As the Dust Bowl and Depression brought more Okies to California and Los
Angeles, radio began to pick up on the popularity of the music they brought
with them—music that was called "country." However, in order
for the music to find a mainstream audience, hillbilly music couldn’t be
taken seriously. According to American Exodus: The Dust Bowl Migration
and Okie Culture in California, by James Gregory, "Stations used hillbilly
performers as novelty acts and insisted on as much humor as music in the
show. The state’s most famous early country-music group illustrates this
expectation. The Beverly Hill Billies were the brainchild of the managers
of Los Angeles station KMPC. In 1930 they hit upon a gimmick to boost ratings.
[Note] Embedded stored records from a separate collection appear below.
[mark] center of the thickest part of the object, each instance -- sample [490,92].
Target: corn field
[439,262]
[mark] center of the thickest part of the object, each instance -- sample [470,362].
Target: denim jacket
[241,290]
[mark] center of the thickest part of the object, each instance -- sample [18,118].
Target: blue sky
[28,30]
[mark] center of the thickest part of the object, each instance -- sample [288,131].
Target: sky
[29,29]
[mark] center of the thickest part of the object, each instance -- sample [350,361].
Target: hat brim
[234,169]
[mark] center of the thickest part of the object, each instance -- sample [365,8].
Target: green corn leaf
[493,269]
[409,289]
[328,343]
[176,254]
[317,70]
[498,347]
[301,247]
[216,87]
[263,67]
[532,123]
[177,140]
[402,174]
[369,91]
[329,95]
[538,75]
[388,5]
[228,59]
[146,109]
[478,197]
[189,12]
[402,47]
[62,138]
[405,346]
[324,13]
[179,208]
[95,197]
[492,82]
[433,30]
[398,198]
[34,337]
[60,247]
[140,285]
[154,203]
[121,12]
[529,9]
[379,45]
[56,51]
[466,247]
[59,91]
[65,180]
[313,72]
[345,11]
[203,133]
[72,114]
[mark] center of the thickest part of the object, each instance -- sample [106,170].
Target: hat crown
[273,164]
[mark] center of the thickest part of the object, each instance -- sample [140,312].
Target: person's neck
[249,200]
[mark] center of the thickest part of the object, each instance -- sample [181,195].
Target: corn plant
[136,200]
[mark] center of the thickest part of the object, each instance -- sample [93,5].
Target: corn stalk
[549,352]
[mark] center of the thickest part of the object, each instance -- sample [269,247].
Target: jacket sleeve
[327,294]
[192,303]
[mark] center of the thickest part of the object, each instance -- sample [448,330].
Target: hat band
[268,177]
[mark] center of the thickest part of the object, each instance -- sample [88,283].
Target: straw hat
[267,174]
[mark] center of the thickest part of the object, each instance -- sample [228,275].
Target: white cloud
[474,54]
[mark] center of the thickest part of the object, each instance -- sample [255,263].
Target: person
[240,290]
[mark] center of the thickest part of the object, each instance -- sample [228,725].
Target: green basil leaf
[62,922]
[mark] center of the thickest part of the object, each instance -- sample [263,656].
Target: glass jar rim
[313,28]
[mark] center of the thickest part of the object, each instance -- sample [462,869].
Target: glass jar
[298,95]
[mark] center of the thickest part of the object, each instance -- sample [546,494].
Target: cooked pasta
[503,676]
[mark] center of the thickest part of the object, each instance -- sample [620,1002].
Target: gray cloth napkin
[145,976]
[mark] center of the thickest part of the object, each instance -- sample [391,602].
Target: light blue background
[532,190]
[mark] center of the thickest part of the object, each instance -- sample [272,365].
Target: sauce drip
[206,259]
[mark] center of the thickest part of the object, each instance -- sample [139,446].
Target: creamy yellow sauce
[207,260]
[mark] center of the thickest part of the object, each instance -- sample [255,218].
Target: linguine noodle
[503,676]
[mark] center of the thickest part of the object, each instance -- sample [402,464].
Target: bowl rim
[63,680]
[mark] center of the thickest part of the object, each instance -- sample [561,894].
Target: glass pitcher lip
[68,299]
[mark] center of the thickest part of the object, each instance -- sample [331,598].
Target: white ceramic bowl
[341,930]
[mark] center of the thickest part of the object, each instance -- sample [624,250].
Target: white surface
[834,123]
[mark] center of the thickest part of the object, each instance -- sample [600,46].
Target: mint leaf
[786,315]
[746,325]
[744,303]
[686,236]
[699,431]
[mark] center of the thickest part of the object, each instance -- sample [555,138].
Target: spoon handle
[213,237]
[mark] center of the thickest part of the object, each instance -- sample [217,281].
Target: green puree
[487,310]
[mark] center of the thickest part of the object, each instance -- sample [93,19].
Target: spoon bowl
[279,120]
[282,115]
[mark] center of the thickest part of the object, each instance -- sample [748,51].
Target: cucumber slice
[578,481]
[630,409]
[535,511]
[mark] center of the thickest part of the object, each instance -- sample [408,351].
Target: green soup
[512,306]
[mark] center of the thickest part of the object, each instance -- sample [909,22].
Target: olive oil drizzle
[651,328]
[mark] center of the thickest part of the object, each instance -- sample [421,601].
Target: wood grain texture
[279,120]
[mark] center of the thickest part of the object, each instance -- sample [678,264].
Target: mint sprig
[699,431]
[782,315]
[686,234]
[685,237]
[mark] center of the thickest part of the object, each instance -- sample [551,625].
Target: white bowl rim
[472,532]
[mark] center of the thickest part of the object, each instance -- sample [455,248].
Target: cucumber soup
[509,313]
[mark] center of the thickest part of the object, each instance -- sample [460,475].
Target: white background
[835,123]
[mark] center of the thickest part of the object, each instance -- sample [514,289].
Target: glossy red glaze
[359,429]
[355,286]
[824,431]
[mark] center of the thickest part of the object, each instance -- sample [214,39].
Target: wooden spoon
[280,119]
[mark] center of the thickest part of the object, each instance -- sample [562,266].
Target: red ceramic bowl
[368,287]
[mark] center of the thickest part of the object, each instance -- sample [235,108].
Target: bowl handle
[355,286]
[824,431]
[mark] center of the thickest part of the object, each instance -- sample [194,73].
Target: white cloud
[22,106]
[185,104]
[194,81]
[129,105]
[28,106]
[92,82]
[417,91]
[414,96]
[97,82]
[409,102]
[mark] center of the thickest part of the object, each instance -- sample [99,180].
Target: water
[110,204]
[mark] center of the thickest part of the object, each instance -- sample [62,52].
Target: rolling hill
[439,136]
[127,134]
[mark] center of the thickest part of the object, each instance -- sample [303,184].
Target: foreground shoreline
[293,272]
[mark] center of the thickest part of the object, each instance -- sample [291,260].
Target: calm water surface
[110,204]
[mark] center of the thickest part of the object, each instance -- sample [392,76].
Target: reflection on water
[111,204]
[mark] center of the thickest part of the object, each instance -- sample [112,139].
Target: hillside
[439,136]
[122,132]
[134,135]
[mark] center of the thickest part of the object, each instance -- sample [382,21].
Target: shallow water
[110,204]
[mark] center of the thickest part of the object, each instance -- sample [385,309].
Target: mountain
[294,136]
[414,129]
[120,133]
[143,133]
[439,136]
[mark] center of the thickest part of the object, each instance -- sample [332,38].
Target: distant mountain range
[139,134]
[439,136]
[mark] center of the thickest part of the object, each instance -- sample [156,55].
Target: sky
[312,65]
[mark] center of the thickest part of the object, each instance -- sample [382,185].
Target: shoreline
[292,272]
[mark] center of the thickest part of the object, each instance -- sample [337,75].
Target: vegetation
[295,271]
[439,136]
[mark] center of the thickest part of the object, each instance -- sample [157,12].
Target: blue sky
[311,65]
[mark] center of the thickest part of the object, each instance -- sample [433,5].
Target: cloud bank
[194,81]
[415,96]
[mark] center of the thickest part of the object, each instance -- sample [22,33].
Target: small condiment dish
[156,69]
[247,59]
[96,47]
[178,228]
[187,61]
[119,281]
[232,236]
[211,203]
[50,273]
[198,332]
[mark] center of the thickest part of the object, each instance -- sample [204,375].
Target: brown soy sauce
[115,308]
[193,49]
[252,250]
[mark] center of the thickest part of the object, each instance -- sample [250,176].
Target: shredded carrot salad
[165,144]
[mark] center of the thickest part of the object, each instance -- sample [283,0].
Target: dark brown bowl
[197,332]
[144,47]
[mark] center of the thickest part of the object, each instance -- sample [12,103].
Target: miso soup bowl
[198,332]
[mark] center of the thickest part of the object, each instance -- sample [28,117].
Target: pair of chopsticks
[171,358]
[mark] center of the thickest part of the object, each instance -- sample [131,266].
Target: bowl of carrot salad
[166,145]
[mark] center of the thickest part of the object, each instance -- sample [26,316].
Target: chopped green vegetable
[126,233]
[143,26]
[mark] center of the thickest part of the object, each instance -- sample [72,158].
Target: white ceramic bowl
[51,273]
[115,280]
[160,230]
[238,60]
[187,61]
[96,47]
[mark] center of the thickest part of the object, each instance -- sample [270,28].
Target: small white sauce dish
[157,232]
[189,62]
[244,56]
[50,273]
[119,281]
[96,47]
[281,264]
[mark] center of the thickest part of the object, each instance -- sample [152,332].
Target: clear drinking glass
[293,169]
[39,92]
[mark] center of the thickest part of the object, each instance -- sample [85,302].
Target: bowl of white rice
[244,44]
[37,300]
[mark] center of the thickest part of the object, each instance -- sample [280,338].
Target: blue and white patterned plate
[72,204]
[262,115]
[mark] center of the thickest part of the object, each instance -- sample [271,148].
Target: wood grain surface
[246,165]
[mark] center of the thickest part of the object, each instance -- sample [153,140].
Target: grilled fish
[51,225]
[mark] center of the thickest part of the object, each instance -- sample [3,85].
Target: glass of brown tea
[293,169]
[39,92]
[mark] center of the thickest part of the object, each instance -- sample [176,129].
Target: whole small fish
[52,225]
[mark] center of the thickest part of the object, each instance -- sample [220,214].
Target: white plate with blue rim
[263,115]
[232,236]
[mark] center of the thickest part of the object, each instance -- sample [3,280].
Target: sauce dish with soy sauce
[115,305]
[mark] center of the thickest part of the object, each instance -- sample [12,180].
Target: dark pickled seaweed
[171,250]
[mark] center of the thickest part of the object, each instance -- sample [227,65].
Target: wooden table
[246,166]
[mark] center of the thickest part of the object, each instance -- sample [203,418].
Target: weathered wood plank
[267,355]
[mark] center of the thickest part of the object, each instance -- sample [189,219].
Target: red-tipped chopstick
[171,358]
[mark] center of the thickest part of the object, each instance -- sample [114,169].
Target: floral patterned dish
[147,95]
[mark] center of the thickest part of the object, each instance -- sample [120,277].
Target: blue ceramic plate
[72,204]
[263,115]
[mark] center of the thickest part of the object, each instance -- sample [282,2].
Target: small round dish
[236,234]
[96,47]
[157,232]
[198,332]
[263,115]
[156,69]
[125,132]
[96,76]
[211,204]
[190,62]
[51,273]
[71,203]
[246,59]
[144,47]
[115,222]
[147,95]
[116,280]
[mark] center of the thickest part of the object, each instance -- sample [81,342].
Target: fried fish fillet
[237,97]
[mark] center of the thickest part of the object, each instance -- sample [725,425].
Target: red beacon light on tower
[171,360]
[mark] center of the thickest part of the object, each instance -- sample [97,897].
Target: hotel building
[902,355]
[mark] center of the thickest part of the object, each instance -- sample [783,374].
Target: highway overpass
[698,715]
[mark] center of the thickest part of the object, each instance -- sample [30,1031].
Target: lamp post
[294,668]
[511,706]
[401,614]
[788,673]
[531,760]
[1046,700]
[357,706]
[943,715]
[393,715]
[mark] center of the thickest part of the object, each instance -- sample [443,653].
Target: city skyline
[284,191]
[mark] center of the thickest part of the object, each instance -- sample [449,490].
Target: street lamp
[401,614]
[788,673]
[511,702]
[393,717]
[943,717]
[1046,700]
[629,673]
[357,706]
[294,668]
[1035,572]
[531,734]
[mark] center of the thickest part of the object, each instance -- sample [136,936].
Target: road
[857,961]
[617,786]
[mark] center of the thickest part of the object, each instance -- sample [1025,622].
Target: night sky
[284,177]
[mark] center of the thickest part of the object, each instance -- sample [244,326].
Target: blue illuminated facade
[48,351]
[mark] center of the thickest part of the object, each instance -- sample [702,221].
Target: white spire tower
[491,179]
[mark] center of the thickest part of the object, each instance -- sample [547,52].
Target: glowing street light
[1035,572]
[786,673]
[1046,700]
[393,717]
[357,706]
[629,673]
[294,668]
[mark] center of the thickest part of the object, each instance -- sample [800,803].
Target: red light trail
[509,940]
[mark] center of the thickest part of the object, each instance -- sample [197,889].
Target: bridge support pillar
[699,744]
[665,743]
The station would ‘discover’ a band of hill folk long lost to civilization
in the recesses of posh Beverly Hills. A troupe of musicians, some with
Hollywood and vaudeville experience, others brought in from Arkansas, were
hired to play the parts, and the Beverly Hill Billies became an instant
Los Angeles phenomenon. With their ever present cornpone routine, they
also gave southern Californians an opportunity to indulge comic-page stereotypes
of white Southerners."
Today, we still indulge in "comic-page" stereotypes of white
Southerners. In many ways we have made scapegoats of a class of people
derisively labeled "white trash." Upon these people we project
our worst characteristics, such as ignorance and bigotry. Scapegoating
is a process of transference by which we attempt to purge ourselves of
qualities that we loathe. But scapegoating is a lie. It doesn’t purge us
of our worst qualities, it merely covers our conscience so that we don’t
have to undergo any real change in our own attitudes and beliefs. Meanwhile,
a group of people get a whole lot of ridicule piled on them—a form of bigotry
that is no more excusable than racism or homophobia.
Try this little experiment at your next gathering of friends. Survey the
group for their opinion of country music, and you will likely find some
people who hate it. If you query further, you may find that it’s not so
much the music, but the people that the music represents that are loathed.
If you find yourself in that category, as I once did, take a look at yourself
and what you believe. You just might find that you’re not the tolerant
person you imagined yourself to be. Then take another listen to country
music and see what it can teach you about yourself. You might be surprised.